マスクおよびフェイスシールドは、顔を覆うことにより、ウィルス、菌が付着しているリスクのある指で顔に触れにくくする点で共通であるが、それぞれに固有の長所、短所がある。
【0003】
マスクは、平型マスク、プリーツ型マスク、および立体型マスクに大別されるが、いずれも、着用者の顔面の鼻や口や顎(対象部位) 等を覆う通気性マスク素材22と、この通気性マスク素材22を着用者の耳に係止するための左右一対の耳掛け部とを備えており、鼻または口からのウィルス、菌の侵入を防止しつつ、鼻、口に指で触れることにより感染するのを防止するが、装着中の息苦しさは避けられず、目等顔全体を覆うものでないことから、指で目に触れることは容易であり、人からの飛沫が鼻、口に及ぶ、いわゆる直接的な人感染のリスクを、マスクを通じて低減するが、手で物に触れことにより、ウィルス、菌が付着する指で、たとえば、目に触れることにより、感染するという、いわゆる間接的な物感染を有効に予防するに不十分である。
【0004】
さらに、装着中に、会話、せき等で口を動かすことにより、マスクが上下方向にずれ、鼻部が露出することがあり、耳掛け部によるマスクの顔への締付力を増大すれば、このようなマスクのずれを抑制するのにある程度有効であるが、その分、装着中の息苦しさが増大し、また、長時間装着していると、耳掛け部により耳部に痛みが引き起こされる。
【0005】
一方、フェイスシールドは、顔全体を覆う曲面状シールドと、曲面状シールドを顔全体を覆う位置に固定保持する固定保持具とを有するが、顔全体を覆い、鼻、口、目に指で触れることにより感染するリスクを低減しつつ、装着中の息苦しさを軽減するが、曲面状シールドにより他人からの飛沫を遮断するに過ぎず、曲面状シールドは顔の表面に密着するものでなく、装着中のずれの問題は生じない反面、曲面状シールドと顔との間の隙間から鼻、口、目を通じて感染するリスクがある。さらに、マスクに比べ、硬質素材で外形が大きいことから、顔に装着しない場合に、手で携帯したり、ポケット、鞄等に保管したりするのに不便である。
【発明の開示】
【発明が解決しようとする課題】
【0006】
以上の技術的問題点に鑑み、本発明の目的は、使い勝手に優れるとともに、顔全体を介してのウィルス、菌の感染を有効に防止可能な3Dフェイスシールドを提供する。
【課題を解決するための手段】
【0007】
上記課題を達成するために、本発明の3Dフェイスシールドは、
顔全体を覆う3Dフェイスシールドであって、
内面が顔の表面に密着可能なように曲面状に一体成形された透明な薄板状樹脂製本体部を有し、
前記内面の鼻部に相当する位置には、鼻部を収容可能な凹部が、外面に突出するように形成され、
口部に相当する位置には、大開口が設けられ、
該大開口を覆うのに十分な大きさを有する通気性マスク素材が、前記内面に密着固定される、
構成としている。
【0008】
以上の構成を有する3Dフェイスシールド(平面状でなく奥行のあるフェイスシールドとして3Dフェイスシールドと称する)によれば、従来のマスクの長所を生かしつつ、その短所を補うとともに、従来のフェイスシールドの長所を生かしつつ、その短所を補うものである。

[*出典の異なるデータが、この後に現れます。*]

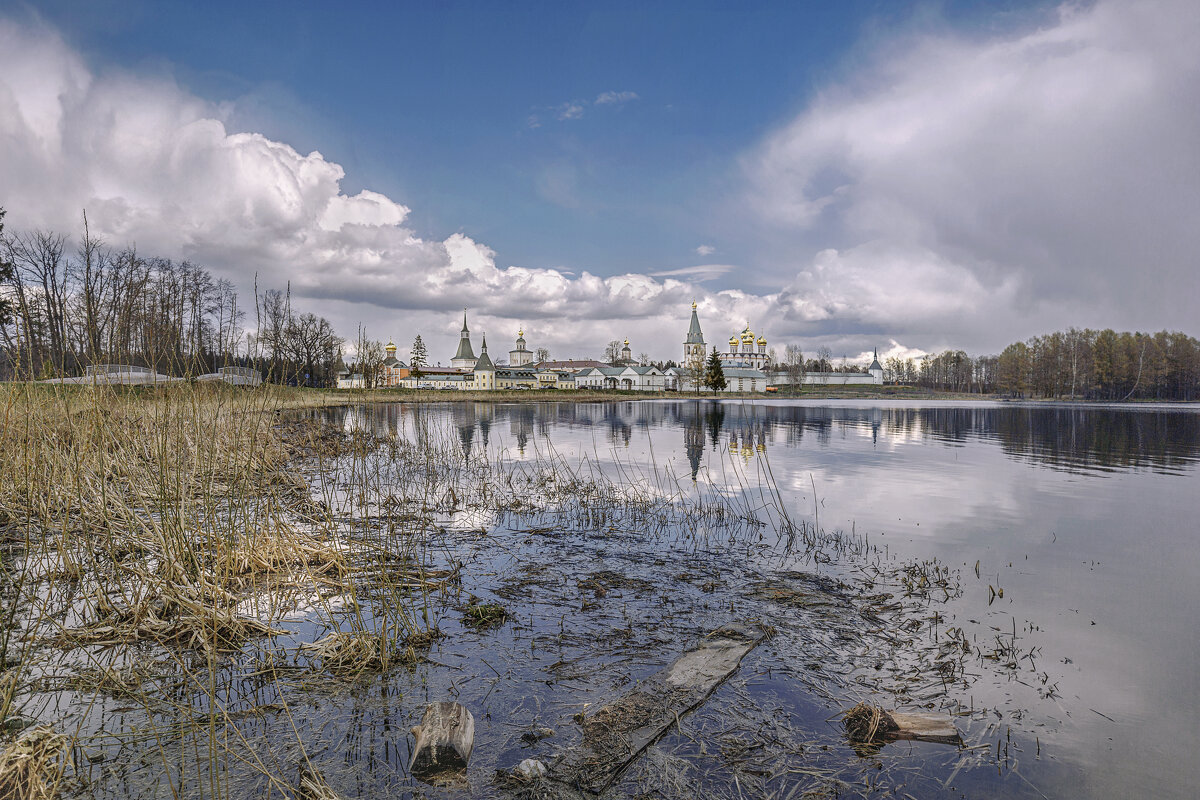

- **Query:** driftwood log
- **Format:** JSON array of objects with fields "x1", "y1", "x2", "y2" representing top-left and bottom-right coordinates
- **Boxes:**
[
  {"x1": 548, "y1": 625, "x2": 763, "y2": 798},
  {"x1": 888, "y1": 711, "x2": 962, "y2": 745},
  {"x1": 842, "y1": 703, "x2": 962, "y2": 747},
  {"x1": 408, "y1": 703, "x2": 475, "y2": 775}
]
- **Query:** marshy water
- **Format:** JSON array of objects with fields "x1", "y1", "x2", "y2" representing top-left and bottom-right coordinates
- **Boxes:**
[{"x1": 4, "y1": 399, "x2": 1200, "y2": 798}]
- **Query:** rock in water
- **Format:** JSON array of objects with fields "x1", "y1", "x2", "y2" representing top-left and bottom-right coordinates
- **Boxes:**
[
  {"x1": 512, "y1": 758, "x2": 546, "y2": 781},
  {"x1": 408, "y1": 703, "x2": 475, "y2": 775}
]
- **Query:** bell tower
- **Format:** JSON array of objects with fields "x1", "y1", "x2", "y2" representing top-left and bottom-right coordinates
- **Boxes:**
[{"x1": 683, "y1": 300, "x2": 704, "y2": 367}]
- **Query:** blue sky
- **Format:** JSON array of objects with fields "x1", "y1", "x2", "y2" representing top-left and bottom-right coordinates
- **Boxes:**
[{"x1": 0, "y1": 0, "x2": 1196, "y2": 357}]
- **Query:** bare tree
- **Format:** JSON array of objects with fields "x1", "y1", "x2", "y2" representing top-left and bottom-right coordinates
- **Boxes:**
[{"x1": 784, "y1": 344, "x2": 804, "y2": 386}]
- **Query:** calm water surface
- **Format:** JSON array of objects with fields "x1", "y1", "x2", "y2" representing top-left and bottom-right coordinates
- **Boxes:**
[{"x1": 346, "y1": 401, "x2": 1200, "y2": 798}]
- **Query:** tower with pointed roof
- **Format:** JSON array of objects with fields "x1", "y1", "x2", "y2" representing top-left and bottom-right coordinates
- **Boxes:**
[
  {"x1": 450, "y1": 308, "x2": 475, "y2": 369},
  {"x1": 473, "y1": 333, "x2": 496, "y2": 390},
  {"x1": 509, "y1": 329, "x2": 533, "y2": 367},
  {"x1": 683, "y1": 300, "x2": 704, "y2": 366},
  {"x1": 866, "y1": 348, "x2": 883, "y2": 384}
]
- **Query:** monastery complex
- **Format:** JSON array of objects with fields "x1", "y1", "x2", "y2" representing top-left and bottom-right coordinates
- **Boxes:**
[{"x1": 337, "y1": 302, "x2": 883, "y2": 393}]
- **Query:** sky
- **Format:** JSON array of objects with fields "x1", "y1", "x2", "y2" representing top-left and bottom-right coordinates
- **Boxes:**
[{"x1": 0, "y1": 0, "x2": 1200, "y2": 363}]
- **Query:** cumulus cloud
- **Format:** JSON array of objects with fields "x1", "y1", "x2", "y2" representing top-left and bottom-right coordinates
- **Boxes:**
[
  {"x1": 0, "y1": 20, "x2": 763, "y2": 360},
  {"x1": 558, "y1": 103, "x2": 583, "y2": 120},
  {"x1": 649, "y1": 264, "x2": 738, "y2": 282},
  {"x1": 744, "y1": 0, "x2": 1200, "y2": 347},
  {"x1": 595, "y1": 91, "x2": 637, "y2": 106}
]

より詳細には、従来のマスクにおいては、鼻または口からのウィルス、菌の侵入を防止しつつ、鼻、口に指で触れることにより感染するのを防止するが、装着中の息苦しさは避けられず、目等顔全体を覆うものでないことから、ウィルス、菌が付着する指で、たとえば、目に触れることにより、感染するという、いわゆる間接的な物感染を有効に予防するに不十分であり、さらに、装着中に、会話、せき等で口を動かすことにより、マスクが上下方向にずれ、鼻部が露出することがあるところ、本3Dフェイスシールドによれば、目を含む顔全体を透明な薄板状本体部により覆うとともに、口部に相当する位置には、大開口が設けられる一方、鼻穴に相当する位置に小開口が設けられ、それぞれの開口を覆うのに十分な大きさを有する通気性マスク素材が、内面に密着固定されることから、装着中の息苦しさを軽減しつつ、間接的な物感染を有効に予防するのに十分であり、内面に設けた凹部に使用者の鼻部が納まることで、装着中のずれを防止可能である。
【0009】
一方、従来のフェイスシールドにおいては、顔全体を覆い、鼻、口、目に指で触れることにより感染するリスクを低減しつつ、装着中の息苦しさを軽減するが、曲面状シールドは顔の表面に密着するものでなく、装着中のずれの問題は生じない反面、曲面状シールドと顔との間の隙間から鼻、口、目を通じて感染するリスクがあり、さらに、硬質素材で外形が大きいことから、携帯または保管が不便であるところ、本3Dフェイスシールドによれば、透明な薄板状本体部の内面が顔の表面に密着可能なように曲面状に形成されていることから、顔との間の隙間から鼻、口、目を通じて感染するリスクを有効に低減可能であるとともに、たとえば、二つに折り畳んで、ポケット、鞄内に保管可能である。
以上より、本3Dフェイスシールドによれば、使い勝手に優れるとともに、顔全体を介してのウィルス、菌の感染を有効に防止可能である。
【0010】
さらに、前記薄板状本体部の両側部それぞれに、対応する端部が固定され、前記内面側に掛け渡された伸縮自在バンドが設けられるとともに、耳に掛ける耳掛け紐が設けられるのがよい。
また、前記突出部30には、鼻穴に相当する位置に小開口が設けられ、該小開口を覆うのに十分な大きさを有する通気性マスク素材が、前記内面に密着固定されるのがよい。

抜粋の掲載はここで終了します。